Friday, December 2, 2011

Conni’s Avant Garde Restaurant, Cleveland Public Theatre

(Mrs. Robinson, about to do things with an electric mixer that would make Betty Crocker faint face-first into her apple cobbler.)

Yes, it has landed again: the weirdest, tastiest and most depraved group dining experience since Caligula stopped serving piping hot virgins to his dinner guests.

Conni’s Avant Garde Restaurant, now at Cleveland Public Theatre, is back for its second year of elegantly calibrated insanity. It’s a show accompanied by a five-course dinner served by nine actors, but that doesn’t come close to describing the overall impact of this experience.

This year there are a couple new personnel additions to the Conni cabal. But clearly, no one among the returning cast has mellowed in the past 12 months. And that's a good thing.

The New York City-based performing company comes in to provide this crazed concoction, presenting a volley of set pieces interspersed with continuous interaction with the audience.

If you like up close and personal theater, this is just the ticket. On opening night, Mrs. Robinson (a male British rocker) swapped pants with a female patron. And that probably isn’t the most intimate exchange between audience and cast that took place. (What happens in Conni’s Restaurant, yadda yadda…)

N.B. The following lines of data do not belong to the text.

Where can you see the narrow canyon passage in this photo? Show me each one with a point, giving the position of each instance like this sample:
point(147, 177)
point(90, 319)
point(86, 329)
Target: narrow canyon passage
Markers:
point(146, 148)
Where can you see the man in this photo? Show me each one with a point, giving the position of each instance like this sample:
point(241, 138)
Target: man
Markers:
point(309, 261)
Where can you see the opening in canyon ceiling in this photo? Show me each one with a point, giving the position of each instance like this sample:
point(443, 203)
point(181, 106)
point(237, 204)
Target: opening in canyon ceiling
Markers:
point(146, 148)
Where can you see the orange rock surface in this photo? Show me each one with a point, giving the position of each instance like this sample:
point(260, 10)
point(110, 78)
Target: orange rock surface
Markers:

No actors are identified by their actual names in the program, and every audience member is invited to choose a fake name-tag (ie. “Not-So-Tiny Tim,” etc.) that protects their identity as well. With anonymity firmly in place, everyone can just relax and plug into the subversive energy of this four hour wack-fest.

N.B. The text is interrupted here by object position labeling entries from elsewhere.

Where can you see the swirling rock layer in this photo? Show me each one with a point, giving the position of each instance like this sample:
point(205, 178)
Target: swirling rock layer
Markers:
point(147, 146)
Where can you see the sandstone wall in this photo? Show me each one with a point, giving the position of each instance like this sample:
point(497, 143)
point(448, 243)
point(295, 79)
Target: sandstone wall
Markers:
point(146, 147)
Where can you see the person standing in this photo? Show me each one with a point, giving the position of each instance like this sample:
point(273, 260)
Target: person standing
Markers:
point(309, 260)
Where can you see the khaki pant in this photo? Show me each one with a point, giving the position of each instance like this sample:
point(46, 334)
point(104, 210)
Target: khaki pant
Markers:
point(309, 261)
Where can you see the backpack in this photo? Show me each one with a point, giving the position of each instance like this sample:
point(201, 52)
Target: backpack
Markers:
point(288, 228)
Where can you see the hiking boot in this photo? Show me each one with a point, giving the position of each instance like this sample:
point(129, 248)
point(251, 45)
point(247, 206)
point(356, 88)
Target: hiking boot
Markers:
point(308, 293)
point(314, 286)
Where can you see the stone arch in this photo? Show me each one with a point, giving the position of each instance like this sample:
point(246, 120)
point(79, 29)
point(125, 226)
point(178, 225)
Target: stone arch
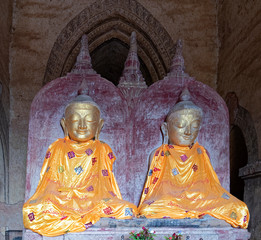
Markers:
point(108, 19)
point(4, 186)
point(239, 116)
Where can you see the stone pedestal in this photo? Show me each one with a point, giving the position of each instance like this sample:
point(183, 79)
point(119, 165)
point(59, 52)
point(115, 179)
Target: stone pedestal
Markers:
point(208, 228)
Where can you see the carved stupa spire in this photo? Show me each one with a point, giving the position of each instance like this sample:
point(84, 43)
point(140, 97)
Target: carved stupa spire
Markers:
point(83, 63)
point(177, 67)
point(131, 76)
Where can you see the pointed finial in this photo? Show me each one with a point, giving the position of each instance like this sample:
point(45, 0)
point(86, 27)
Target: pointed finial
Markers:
point(133, 43)
point(178, 60)
point(83, 62)
point(185, 95)
point(185, 102)
point(83, 90)
point(131, 76)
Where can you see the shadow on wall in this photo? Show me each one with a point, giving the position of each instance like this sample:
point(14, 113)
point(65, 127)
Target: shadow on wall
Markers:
point(3, 152)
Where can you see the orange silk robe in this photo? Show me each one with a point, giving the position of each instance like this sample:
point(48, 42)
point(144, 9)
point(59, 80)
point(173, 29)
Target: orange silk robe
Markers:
point(182, 184)
point(77, 187)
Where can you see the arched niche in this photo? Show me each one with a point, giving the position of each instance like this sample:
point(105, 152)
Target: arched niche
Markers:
point(112, 21)
point(243, 144)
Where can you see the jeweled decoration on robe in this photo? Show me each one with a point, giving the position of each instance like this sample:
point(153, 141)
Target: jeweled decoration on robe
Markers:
point(77, 187)
point(187, 187)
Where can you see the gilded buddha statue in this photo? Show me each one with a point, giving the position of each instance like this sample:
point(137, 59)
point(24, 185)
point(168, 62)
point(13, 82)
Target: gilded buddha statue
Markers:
point(181, 182)
point(77, 186)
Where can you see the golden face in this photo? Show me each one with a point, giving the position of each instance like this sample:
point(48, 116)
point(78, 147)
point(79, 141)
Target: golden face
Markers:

Songs are performed, sung particularly well by the exotic-looking Mr. X and restaurant general manager Sue James (probably not her real name, but who knows?). She also does a mean "dance of the seven kitchen utensils."

Each course of food is introduced via one form of hilarious mock-pageantry or another, then served family-style at long tables. The grub itself, cooked on the premises, ranges from wonderful (curried butternut squash soup) to filling (thick slabs of turkey with cranberry compote). Also served are foccacia appetizers topped with ricotta, honey and pumpkin seeds; a roasted brussels sprouts salad; side dishes of mashed potatoes and sugared carrots; and a drunken chocolate bundt cake for dessert.

In between the noshing, a pregnancy is transferred from one young woman to another, a pants-less doctor and his volley of nurses provide questionable medical assistance, and a good ol’ boy bartender runs a “Bus Your Table” contest where customers compete to win a champagne-drenched “palate cleansing” interlude. Yeah, don't ask.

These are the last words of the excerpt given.